Bruxelles – Per governare in Gran Bretagna basta anche la maggioranza di un voto, il galateo politico lo impone, ma oggi, alla chiusura delle urne delle elezioni legislative (le 22 a Londra, le 23 in Italia), forse nessun partito ce la farà a proclamarsi vincitore.
E la prima volta che a Londra si parla apertamente di “grande coalizione” cioè della possibilità che non basti un solo partito, come spesso è avvenuto, o di un accordo tra due, come è ora tra conservatori e liberali, a formare la maggioranza. Un governo traballante, che secondo alcuni osservatori potrebbe solo portare ad un cambio dei leader per arrivare nuove elezioni a breve, entro l’anno. A destra, il partito nazionalista e populista Ukip di Nigiel Farage, da mesi sta rubacchiando esponenti del partito conservatore. Secondo gli osservatori però Farage non è riuscito ad accreditarsi come una vera alternativa al centrodestra. Anche i laburisti sono in grande difficoltà, in particolare in Scozia, dove tradizionalmente fanno il pieno di voti nonostante il Partito indipendentista locale. Il referendum dello scorso anno ha visto la sconfitta dei separatisti, ma ha anche riacceso gli animi di chi vorrebbe abbandonare Londra e farsi uno Stato tutto per sé. Anzi, ha sdoganato quei voti di chi sull’indipendenza è tiepido e non ha votato a favore, ma non lo è sulla forte autonomia. E la leader col kilt Nicoletta Sturgeon potrebbe prendere 56 dei 59 deputati eletti nel Nord e si prepara ad essere l’ago della bilancia, decisivo se i suoi voti serviranno ai laburisti, utile se la coalizione dovrà essere più larga.
L’Ukip non fa paura anche perché in Gran Bretagna si lotta e si vince collegio per collegio, senza doppio turno, ed è già successo tre volte che il partito con più voti in termini di numeri non sia stato quello che ha preso più seggi. Alle elezioni europee Farage prese un ottimo 26,8 per cento (primo partito), ma era un voto proporzionale, che non garantisce nulla nelle urne di oggi.
Il premier David Cameron ripete una frase in ogni sua apparizione: “Votate per la stabilità, per la competenza di chi ha rimesso in ordine i conti, l’opposizione rischia di riportarci nel caos e di cedere ai ricatti scozzesi”. La questione è però che, se è vero che la ricchezza del Paese è cresciuta significativamente negli ultimi anni, molto pdi più che nel resto d’Europa, questa non è stata redistribuita, e i poveri sono sempre più poveri mentre la classe media si è indebolita.
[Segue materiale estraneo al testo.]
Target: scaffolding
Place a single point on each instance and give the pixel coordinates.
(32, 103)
Proprio su questo punto gli risponde il leader Laburista Ed Miliband: “Votate chi mette la gente al primo posto, che si batte per gli interessi di tutti e non solo di pochi privilegiati” . In mezzo i liberali di Nick Clegg, ora alleato di Cameron ma che non ha mai vissuto con grande passione questa coabitazione ed è pronto, lo ha detto, a cambiare cavallo, se necessario.
Sullo sfondo è rimasta in questa campagna la questione dell’Unione europea. Miliband e Clegg sono europeisti convinti, ma sono prudenti, visto che l’aria tra gli elettori è piuttosto critica. Cameron ha promesso un referendum nel 2017 sull’uscita dall’Unione, ma il mondo della finanza e dell’imprenditoria lo ha più volte messo in guardia, spiegando che no, all’economia questo non farebbe bene. Il cavallo all’assalto di Bruxelles dunque l’ha montato solo Farage, con la sua bandiera che porta in bella evidenza il simbolo della sterlina.